Nesse momento em que o Brasil discute a exploração de petróleo nas águas equatoriais amazônicas, torna-se de imensa utilidade  acompanhar a exibição de “A Máquina do Petróleo”, de Emma Davie. Exibido no poderoso IDFA (o Festival Internacional de Documentários de Amsterdã), o filme chega para alertar sobre a necessidade de se buscar novos recursos energéticos, menos poluentes e, portanto, menos destruidores do planeta.

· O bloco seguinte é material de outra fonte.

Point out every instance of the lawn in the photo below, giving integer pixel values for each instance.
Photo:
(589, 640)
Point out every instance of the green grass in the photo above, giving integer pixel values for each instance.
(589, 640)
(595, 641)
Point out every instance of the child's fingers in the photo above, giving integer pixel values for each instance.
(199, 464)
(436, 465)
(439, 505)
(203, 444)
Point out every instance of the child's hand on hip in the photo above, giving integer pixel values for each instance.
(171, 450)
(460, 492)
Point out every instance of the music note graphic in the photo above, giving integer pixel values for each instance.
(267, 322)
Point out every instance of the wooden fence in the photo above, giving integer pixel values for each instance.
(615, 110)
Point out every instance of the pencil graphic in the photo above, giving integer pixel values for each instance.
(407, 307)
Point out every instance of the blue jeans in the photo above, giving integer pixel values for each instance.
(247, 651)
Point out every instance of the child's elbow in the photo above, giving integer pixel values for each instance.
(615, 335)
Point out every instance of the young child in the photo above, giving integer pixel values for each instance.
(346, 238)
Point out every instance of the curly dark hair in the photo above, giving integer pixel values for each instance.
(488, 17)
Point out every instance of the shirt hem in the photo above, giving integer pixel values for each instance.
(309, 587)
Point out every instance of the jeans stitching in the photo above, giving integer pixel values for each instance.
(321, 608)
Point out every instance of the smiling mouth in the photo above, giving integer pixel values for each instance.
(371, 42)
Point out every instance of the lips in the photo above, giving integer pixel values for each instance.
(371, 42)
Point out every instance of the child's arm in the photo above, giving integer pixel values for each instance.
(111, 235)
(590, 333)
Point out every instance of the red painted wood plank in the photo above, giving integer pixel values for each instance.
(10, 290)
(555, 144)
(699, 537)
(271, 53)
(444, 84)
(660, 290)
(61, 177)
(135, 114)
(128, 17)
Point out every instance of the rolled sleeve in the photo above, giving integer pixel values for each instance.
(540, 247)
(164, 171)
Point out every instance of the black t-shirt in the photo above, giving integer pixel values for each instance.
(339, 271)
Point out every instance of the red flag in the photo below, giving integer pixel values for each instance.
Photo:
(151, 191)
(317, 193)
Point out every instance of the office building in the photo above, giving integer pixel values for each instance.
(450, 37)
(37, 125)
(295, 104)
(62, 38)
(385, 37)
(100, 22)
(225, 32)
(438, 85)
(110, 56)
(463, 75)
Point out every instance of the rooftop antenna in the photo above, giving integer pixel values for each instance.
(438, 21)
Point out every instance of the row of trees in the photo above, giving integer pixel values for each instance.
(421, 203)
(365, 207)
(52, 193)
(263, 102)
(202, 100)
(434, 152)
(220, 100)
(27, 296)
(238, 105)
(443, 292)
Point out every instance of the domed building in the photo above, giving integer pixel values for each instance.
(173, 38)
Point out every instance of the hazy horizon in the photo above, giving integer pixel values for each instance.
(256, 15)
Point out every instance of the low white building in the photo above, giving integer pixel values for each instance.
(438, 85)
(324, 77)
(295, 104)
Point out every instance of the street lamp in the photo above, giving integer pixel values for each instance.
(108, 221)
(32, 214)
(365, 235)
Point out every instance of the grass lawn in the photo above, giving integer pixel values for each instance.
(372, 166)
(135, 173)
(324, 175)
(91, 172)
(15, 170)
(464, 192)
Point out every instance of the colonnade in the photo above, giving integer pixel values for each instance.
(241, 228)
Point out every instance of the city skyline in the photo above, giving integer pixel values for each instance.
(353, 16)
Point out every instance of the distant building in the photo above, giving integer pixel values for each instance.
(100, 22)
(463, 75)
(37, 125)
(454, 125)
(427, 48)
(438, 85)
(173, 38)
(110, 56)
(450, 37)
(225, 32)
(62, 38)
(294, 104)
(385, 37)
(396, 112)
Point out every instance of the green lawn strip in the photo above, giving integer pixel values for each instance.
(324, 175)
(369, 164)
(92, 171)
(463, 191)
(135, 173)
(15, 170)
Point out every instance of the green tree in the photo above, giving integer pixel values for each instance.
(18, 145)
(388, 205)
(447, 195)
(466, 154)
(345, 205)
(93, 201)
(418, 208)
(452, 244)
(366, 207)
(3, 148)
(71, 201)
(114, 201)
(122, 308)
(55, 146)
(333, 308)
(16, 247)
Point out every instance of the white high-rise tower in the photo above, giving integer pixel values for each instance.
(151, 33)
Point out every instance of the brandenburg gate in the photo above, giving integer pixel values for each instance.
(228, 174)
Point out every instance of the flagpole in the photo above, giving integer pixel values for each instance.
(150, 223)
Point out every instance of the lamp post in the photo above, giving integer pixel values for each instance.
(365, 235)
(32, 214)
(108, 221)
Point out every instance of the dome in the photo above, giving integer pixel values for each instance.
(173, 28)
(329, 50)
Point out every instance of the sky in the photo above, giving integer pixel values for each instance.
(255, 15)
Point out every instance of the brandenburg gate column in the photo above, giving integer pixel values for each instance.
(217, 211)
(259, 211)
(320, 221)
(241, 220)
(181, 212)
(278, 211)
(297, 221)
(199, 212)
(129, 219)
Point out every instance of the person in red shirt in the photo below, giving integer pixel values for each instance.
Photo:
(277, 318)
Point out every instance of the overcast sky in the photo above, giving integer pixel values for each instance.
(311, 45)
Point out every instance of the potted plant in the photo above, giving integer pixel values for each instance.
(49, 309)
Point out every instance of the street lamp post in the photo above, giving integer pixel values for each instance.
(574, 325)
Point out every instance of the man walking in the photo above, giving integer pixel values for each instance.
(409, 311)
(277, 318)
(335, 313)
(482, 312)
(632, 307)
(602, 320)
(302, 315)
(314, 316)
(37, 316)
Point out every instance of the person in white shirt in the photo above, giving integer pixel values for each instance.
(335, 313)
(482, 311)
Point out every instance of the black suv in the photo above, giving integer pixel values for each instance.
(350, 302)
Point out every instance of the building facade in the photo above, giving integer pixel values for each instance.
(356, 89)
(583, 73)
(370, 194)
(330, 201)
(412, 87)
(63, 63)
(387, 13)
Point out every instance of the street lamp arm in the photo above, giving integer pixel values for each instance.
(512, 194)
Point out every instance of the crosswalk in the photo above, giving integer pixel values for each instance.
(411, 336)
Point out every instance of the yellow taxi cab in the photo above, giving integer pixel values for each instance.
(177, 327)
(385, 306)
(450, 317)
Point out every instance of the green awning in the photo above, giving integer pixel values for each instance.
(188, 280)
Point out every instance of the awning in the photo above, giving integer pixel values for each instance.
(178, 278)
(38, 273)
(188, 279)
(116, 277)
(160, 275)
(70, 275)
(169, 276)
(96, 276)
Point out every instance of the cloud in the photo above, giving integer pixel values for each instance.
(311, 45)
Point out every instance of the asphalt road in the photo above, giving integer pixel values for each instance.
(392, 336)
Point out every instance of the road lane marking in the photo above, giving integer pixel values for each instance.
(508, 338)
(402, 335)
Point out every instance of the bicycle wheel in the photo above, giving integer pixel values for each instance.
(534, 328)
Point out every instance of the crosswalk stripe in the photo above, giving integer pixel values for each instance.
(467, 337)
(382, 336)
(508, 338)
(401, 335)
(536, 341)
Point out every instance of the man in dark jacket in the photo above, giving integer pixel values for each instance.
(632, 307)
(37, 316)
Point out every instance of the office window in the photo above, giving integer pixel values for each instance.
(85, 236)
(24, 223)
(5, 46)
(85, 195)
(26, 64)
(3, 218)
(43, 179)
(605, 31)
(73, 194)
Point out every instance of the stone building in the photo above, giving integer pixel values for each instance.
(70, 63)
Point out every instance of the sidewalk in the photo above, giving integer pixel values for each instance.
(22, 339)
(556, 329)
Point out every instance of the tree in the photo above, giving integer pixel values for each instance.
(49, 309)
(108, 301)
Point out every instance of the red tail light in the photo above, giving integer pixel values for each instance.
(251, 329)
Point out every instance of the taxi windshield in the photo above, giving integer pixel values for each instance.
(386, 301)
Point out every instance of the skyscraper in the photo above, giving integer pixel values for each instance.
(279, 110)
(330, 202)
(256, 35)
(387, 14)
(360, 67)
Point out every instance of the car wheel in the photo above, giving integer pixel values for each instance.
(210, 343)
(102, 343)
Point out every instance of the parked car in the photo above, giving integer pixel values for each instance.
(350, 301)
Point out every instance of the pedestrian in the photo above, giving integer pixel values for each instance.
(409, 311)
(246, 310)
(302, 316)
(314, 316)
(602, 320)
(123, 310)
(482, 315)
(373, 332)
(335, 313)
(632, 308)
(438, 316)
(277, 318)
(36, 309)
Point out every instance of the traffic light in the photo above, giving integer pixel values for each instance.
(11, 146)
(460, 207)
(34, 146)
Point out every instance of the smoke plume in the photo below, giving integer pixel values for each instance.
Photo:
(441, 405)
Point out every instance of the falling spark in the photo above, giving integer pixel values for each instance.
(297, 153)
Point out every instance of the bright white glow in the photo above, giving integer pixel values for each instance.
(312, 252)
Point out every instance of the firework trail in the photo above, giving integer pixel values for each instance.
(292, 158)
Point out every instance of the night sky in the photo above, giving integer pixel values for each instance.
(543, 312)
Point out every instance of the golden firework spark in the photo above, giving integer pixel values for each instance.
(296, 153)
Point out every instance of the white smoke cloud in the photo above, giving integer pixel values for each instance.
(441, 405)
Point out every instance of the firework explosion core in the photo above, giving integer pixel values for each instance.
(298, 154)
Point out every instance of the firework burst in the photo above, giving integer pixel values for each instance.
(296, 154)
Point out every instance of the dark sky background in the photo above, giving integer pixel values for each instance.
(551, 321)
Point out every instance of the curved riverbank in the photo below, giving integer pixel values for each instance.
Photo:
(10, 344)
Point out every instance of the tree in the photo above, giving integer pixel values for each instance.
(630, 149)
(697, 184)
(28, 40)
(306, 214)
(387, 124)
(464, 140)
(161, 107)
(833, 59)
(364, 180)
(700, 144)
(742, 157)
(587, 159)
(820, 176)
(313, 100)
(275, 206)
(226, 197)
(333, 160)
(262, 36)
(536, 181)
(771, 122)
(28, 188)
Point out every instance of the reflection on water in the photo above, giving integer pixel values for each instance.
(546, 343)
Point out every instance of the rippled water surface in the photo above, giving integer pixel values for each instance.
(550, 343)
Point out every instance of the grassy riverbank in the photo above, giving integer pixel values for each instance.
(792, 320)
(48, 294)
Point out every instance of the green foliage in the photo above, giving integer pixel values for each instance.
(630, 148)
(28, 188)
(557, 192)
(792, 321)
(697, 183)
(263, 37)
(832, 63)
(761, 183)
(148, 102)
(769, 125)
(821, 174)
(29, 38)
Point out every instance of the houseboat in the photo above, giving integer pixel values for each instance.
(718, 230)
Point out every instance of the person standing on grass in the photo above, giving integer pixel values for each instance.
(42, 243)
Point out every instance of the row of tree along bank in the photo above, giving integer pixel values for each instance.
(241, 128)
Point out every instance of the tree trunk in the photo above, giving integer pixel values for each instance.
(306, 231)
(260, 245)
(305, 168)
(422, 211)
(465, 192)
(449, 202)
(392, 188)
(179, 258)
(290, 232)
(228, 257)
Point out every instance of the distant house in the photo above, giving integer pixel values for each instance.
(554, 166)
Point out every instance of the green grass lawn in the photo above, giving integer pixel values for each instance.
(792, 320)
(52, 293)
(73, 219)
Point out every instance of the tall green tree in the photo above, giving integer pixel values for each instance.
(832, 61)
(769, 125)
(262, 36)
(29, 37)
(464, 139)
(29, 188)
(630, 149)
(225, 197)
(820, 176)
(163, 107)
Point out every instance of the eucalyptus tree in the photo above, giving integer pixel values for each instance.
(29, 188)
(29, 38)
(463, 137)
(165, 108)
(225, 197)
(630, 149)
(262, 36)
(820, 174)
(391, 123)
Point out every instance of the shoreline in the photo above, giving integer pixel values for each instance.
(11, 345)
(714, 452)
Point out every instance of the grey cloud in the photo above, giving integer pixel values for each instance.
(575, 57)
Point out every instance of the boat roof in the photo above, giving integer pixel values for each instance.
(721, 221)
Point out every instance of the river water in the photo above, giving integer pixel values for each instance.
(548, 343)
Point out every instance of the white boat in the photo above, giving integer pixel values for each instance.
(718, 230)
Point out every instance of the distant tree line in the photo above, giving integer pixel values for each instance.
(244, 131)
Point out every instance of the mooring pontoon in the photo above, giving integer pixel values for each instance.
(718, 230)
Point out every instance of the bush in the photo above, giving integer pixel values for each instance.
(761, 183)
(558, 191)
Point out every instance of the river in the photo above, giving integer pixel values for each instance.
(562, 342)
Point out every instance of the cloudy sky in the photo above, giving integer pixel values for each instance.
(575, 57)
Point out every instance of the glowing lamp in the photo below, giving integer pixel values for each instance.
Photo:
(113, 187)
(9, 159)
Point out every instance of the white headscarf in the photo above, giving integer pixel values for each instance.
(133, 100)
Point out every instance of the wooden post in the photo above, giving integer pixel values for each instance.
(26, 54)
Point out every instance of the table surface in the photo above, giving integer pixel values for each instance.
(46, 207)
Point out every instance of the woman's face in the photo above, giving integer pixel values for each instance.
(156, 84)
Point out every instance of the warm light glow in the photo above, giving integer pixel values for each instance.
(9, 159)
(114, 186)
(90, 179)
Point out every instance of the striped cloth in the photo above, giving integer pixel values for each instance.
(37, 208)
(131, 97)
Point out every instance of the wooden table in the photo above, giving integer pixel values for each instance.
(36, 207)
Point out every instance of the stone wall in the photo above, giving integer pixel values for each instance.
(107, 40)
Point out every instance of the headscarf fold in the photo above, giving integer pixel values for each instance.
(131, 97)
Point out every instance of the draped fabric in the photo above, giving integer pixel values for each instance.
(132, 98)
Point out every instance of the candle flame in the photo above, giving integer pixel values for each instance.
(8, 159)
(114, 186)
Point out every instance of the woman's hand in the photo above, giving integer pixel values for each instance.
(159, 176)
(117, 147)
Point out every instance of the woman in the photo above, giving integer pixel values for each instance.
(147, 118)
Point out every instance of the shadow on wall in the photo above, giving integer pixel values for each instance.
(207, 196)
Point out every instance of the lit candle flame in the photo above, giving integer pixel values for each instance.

Outro título de tema explosivo: “Amor e Luta em Tempos de Capitalismo”, produção francesa, comandada pelo casal Basile Carré-Agostini (os sociólogos Monique Pinçon-Charlot e Michel Pinçon). A dupla, conhecida por suas pesquisas de mais de cinco décadas sobre os ultrarricos, situou o filme no auge do movimento dos Coletes Amarelos.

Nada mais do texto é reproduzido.